Campbell R M, Lee Y, Rivier J, Heimer E P, Felix A M, Mowles T F
Department of Animal Science, Hoffmann-La Roche Inc., Nutley, NJ 07110.
Peptides. 1991 May-Jun;12(3):569-74. doi: 10.1016/0196-9781(91)90103-v.

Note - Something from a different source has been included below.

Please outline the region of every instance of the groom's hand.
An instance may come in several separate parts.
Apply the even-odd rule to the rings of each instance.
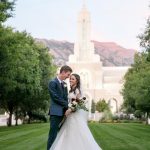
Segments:
[[[70,108],[67,109],[66,112],[65,112],[65,116],[67,117],[71,112],[72,112],[72,110]]]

GH-releasing activity in vitro was directly correlated with GRF receptor binding affinity for all hGRF analogs examined. hGRF(1-29)-NH2 analogs with Ala15-substitution (for Gly15) displayed 4-5 times higher affinity for the GRF receptor relative to hGRF(1-44)-NH2. Replacement of Gly15 with Sar15 resulted in a dramatic loss of activity and receptor binding. The present data supports the proposal that Ala15-substitution increases receptor affinity, and hence potency, due to increased amphiphilic alpha-helical interactions. Fragments of hGRF, representative of DPP-IV and trypsin-like cleavage, are inactive as a consequence of greatly diminished GRF receptor binding. These results provide a comprehensive analysis of the structural features required for both GRF receptor binding and activation.
对于所有检测的人促生长激素释放因子(hGRF)类似物,体外促生长激素(GH)释放活性与GRF受体结合亲和力直接相关。与hGRF(1 - 44)-NH2相比,Ala15取代(取代Gly15)的hGRF(1 - 29)-NH2类似物对GRF受体的亲和力高4 - 5倍。用Sar15取代Gly15导致活性和受体结合显著丧失。目前的数据支持这样的观点,即Ala15取代由于两亲性α-螺旋相互作用增加而提高了受体亲和力,从而增强了效力。hGRF的片段,代表二肽基肽酶-IV(DPP-IV)和类胰蛋白酶裂解产物,由于GRF受体结合大大减少而无活性。这些结果对GRF受体结合和激活所需的结构特征进行了全面分析。